Richard McIlwain, Chief Executive at the Vegetarian Society, reflects on animal rights.
Are animal’s sentient? Do they think? Feel? Display emotions? Should animals have rights? And if so, should they be enshrined in law?
It’s an old debate, but one that is ever more pressing. We live in a world where disastrous climate change, deforestation and biodiversity loss on land and sea are all being intensified by a continuing demand for meat and fish, and imposing on our own human quality of life and rights to life, particularly in the southern hemisphere.
Perhaps, if we considered that animals do indeed have rights to the same quality of life we wish to enjoy ourselves, then not only would they benefit, but we would reflect on and address the dramatic and wholly negative impacts we are wreaking on the planet.
Why am I raising this today?
Well, Friday 10 December, is ‘International Animal Rights Day’. Established in 1998, the day was purposely chosen to coincide with Human Rights Day which commemorates the day the United Nations adopted the Universal Declaration of Human Rights in 1948. Indeed, 30 years later, in 1978, a ‘Universal Declaration of Animal Rights’ was set out and announced at the United Nation’s Educational, Scientific and Cultural Organisation (UNESCO) headquarters in Paris, declaring that all animals have rights to existence and shall not be ill-treated or subject to cruelty. However, with no contractual or legal standing, and limited backing, it achieved very little.

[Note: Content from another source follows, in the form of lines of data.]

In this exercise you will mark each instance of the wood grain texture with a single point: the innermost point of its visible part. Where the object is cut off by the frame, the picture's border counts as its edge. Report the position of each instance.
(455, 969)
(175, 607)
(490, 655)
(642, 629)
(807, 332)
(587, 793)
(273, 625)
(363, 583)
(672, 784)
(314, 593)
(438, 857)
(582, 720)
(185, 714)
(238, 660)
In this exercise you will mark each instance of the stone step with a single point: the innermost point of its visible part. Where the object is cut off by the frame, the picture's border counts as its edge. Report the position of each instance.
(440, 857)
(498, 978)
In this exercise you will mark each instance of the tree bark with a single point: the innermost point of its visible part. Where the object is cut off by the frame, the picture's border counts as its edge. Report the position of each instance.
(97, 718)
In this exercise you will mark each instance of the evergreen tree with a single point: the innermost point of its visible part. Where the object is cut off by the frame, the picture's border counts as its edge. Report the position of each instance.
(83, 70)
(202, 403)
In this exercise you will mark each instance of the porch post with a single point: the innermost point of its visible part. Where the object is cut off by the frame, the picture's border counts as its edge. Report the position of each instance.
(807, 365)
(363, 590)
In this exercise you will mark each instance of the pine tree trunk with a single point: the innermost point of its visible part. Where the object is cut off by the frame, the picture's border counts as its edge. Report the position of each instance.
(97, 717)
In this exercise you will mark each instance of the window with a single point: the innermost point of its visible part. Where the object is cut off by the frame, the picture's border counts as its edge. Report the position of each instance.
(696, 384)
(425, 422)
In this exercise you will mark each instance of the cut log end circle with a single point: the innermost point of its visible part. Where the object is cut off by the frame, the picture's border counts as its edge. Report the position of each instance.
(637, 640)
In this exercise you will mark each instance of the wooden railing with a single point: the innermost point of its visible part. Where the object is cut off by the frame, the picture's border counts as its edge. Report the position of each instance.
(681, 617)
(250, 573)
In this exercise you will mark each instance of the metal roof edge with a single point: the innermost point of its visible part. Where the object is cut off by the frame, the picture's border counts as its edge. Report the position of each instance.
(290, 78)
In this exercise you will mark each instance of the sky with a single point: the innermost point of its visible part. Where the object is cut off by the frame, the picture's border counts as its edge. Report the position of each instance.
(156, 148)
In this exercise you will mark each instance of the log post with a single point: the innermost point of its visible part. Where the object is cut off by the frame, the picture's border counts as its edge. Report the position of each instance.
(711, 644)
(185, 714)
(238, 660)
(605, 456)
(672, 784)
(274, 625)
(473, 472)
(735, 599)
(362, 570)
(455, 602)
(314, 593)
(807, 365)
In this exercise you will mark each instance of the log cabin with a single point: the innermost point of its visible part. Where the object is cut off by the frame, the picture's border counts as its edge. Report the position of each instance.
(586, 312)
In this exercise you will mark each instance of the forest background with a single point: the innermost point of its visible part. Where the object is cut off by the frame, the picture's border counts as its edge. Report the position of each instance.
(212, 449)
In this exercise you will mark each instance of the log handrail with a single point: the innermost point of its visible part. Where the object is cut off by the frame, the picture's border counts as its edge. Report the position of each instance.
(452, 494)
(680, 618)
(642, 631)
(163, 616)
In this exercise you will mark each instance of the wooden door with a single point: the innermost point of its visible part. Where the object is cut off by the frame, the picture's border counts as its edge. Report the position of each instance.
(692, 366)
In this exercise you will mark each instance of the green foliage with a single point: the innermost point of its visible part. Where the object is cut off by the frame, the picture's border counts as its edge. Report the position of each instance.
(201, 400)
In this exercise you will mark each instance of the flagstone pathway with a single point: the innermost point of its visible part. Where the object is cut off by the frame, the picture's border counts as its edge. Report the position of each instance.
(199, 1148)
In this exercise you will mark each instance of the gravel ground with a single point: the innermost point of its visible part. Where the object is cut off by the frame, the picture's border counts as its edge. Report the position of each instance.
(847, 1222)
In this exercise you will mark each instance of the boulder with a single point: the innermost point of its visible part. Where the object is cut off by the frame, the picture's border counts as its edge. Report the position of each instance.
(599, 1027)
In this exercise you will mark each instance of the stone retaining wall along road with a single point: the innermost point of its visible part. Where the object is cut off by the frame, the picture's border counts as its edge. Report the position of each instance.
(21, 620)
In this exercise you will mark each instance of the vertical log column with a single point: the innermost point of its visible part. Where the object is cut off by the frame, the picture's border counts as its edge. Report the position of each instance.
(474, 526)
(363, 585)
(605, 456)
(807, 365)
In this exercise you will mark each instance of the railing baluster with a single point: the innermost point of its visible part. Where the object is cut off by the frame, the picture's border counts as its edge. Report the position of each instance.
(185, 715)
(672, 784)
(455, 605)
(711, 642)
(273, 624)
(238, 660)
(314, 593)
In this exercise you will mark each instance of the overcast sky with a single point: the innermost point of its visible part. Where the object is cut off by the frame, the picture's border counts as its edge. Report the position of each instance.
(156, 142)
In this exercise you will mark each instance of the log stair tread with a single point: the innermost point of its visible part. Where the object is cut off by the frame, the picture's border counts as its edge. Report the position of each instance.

Since then, various attempts have been made to reinvigorate the declaration, taking into account a range of cultural, religious and economic issues. Sadly, it would appear these have had only limited success. Other animal rights declarations do exist, championed by NGOs, suggesting animals should in no way be exploited for food, work or amusement.
However, nothing has (yet) gained the level of traction or impact of the UN’s Declaration on Human Rights.
Progress, it seems, in enshrining genuine rights for animals, particularly used in agriculture, remains glacial. However, there is hope. The UK government’s Animal Welfare (Sentience) Bill will for the first time ever recognise animals as sentient beings in domestic law. Up until recently the scope was restricted to vertebrates, however, the bill was recently extended to include crabs, squid and octopuses, recognising that, while they don’t possess a backbone, they do possess a complex central nervous system, one of the key hallmarks of ‘sentience’.
Of course, the government was also keen to make clear that this extension would not affect any existing practices such as fishing, shellfish harvesting or preparation for eating. So, carry on dropping those live lobsters and crabs into boiling water, and maybe at some point in the future a committee will decide it’s perhaps a little cruel.
Clearly, it’s not just the crabs and lobsters without a backbone…
However, I remain as ever an optimist and believe future generations will look back and wonder why we ever treated animals so inhumanely.